The violence in Battle Royale is horrifying, as it should be. It is unsettling and uncomfortable, particularly as the film confronts audience members with the truly horrific choices that many characters make in the heat of the moment. It is traumatic. It inspires revulsion at a culture that would do this. In contrast, the action of films like The Hunger Games is thrilling and exciting, often asking the audience to get as swept up in the carnage as the viewing public in the film itself.
This gets at another interesting distinction between Battle Royale and the young adult dystopian fiction boom that followed. Stories like The Hunger Games, The Maze Runner, and Divergent are explicitly post-apocalyptic. They exist in a world clearly removed from the present, often by cataclysm and collapse. In contrast, the world of Battle Royale feels much more anchored in contemporary realities.

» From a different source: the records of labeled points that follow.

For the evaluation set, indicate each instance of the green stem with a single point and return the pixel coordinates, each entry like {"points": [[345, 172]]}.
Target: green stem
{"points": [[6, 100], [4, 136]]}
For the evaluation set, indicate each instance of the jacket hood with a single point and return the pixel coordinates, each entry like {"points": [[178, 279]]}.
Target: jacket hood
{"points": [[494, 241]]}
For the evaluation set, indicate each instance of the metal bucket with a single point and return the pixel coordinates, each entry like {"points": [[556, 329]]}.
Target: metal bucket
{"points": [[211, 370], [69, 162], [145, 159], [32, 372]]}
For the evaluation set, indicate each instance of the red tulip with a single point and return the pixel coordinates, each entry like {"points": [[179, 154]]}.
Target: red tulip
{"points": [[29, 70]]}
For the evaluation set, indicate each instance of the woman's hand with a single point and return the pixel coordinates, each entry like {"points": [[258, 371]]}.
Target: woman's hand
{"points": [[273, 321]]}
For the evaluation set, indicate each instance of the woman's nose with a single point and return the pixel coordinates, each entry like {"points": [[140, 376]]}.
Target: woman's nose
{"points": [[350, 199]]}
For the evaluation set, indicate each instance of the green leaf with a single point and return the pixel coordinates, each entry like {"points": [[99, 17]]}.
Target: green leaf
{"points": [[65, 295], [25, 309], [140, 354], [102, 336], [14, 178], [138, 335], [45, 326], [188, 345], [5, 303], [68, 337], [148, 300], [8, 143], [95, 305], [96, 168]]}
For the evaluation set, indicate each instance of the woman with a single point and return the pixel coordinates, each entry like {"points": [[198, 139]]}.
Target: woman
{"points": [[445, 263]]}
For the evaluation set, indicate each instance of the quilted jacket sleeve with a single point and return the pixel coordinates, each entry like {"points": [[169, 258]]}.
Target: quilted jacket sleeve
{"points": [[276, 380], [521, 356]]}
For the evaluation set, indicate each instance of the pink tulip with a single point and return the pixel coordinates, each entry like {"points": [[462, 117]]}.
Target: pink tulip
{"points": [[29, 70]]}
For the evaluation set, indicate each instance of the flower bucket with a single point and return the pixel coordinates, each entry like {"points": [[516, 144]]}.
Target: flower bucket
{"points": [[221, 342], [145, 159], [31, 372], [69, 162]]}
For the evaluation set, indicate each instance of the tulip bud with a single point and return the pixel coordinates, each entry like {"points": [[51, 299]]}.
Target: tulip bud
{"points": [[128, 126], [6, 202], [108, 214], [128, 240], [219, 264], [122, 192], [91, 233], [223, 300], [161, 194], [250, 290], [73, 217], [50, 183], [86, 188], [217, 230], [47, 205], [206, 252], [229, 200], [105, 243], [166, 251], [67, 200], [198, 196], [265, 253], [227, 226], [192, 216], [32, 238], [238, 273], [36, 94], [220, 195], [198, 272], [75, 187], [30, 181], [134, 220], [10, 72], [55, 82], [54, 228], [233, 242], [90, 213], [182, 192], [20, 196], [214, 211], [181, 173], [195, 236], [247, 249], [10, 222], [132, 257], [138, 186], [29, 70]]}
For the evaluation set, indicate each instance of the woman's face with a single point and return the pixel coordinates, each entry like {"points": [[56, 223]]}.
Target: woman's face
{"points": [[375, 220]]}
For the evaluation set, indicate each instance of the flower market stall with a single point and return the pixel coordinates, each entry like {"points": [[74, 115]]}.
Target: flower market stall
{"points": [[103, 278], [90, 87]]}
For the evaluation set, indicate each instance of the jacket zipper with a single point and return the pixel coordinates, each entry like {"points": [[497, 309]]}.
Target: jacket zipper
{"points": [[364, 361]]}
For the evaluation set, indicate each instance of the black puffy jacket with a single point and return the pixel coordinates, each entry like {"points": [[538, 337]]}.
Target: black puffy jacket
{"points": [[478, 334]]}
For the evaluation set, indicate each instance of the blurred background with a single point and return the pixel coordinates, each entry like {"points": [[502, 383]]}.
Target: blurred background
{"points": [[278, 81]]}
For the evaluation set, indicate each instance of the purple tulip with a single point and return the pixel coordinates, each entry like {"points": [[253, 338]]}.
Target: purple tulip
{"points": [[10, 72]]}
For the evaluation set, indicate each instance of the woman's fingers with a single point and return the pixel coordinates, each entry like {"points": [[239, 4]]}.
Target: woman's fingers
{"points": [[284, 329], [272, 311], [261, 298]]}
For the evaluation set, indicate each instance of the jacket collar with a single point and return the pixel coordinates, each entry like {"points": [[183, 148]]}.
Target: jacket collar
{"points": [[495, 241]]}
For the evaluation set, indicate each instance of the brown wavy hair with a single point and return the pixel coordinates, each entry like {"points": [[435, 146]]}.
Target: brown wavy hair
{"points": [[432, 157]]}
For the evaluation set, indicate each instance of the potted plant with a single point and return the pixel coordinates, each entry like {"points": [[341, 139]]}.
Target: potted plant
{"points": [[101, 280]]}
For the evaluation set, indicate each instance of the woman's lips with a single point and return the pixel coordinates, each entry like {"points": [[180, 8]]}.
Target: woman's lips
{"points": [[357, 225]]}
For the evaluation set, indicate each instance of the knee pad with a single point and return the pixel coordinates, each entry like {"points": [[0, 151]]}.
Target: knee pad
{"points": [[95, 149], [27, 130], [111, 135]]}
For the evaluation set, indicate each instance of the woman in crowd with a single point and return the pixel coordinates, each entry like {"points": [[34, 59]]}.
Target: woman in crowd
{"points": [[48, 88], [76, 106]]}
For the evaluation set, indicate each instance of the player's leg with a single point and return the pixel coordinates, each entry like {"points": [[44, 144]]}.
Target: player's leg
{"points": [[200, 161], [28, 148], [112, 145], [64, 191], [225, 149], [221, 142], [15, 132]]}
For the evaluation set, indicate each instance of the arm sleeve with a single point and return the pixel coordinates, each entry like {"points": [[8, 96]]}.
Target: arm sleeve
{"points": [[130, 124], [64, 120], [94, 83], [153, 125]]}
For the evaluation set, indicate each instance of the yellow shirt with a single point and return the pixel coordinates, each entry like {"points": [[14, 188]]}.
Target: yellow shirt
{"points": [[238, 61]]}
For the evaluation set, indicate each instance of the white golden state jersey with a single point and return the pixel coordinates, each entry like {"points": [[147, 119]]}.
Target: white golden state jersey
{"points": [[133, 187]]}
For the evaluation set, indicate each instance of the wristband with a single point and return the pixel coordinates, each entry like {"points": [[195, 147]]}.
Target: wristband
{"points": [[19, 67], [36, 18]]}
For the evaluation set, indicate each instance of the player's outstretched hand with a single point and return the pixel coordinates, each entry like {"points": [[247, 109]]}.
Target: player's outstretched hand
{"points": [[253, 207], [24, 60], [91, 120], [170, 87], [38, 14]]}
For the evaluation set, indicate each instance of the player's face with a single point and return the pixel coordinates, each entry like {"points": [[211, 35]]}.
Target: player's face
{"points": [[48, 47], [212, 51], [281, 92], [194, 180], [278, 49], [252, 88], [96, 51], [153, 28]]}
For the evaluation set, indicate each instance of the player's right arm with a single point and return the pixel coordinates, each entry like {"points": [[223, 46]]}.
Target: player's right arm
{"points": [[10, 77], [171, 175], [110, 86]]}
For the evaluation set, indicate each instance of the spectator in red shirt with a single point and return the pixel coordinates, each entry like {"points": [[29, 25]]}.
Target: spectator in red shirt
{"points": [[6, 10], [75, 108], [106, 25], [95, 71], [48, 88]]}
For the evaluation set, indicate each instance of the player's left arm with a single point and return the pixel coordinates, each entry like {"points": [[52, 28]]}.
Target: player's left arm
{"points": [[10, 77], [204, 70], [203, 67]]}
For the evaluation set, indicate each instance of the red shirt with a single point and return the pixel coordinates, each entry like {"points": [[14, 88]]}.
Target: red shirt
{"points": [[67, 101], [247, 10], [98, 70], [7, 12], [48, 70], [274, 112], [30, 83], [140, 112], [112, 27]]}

Battle Royale was obviously inspired by contemporary anxieties in Japan, particularly around youth violence. Even outside of high-profile cases like the Kobe child murders in 1997, there was a clear fear about the next generation. By October 1999, The New York Times reported that “youth crime (was) one of the fastest-growing criminal categories in the country.” Those fears simmer through Battle Royale, in characters like Kiriyama (Masanobu Ando) and Mitsuko (Kou Shibasaki).
However, the decaying culture of Battle Royale is not comparable to that of The Hunger Games. The film’s closing scenes and flashbacks suggest a recognizable Japan. The social collapse is driven by high unemployment and social disengagement. Indeed, Battle Royale repeatedly emphasizes that the horrors of the island are only an escalation of the norm, from Noriko’s (Aki Maeda) memories of bullying to Niida’s (Hirohito Honda) creepy obsession with Takako (Chiaki Kuriyama).
Battle Royale spoke to a Japan that was emerging from a “lost decade,” with the 1997/1998 recession seeing a spike in suicide rates among young people. It is about a generation “deprived of the means of survival in the new economy.” The island is a metaphor for what society expects from these kids. As Kitano summarizes, “Life is a game. So fight for survival – and find out if you’re worth it.” Mitsuko acknowledges, “No one is going to save you. That’s just life.”
Battle Royale is a film that understands that teenagers are often thrown into a brutal and bloody world that denies them the comforts afforded their parents while offering impossible odds against success. Indeed, what little the audience learns of Kitano suggests that he is a bad parent, while Noriko regretfully concedes that she will never get the life her mother had. Unlike many of the films that followed, Battle Royale doesn’t pull its punches in its exploration of adolescent horror.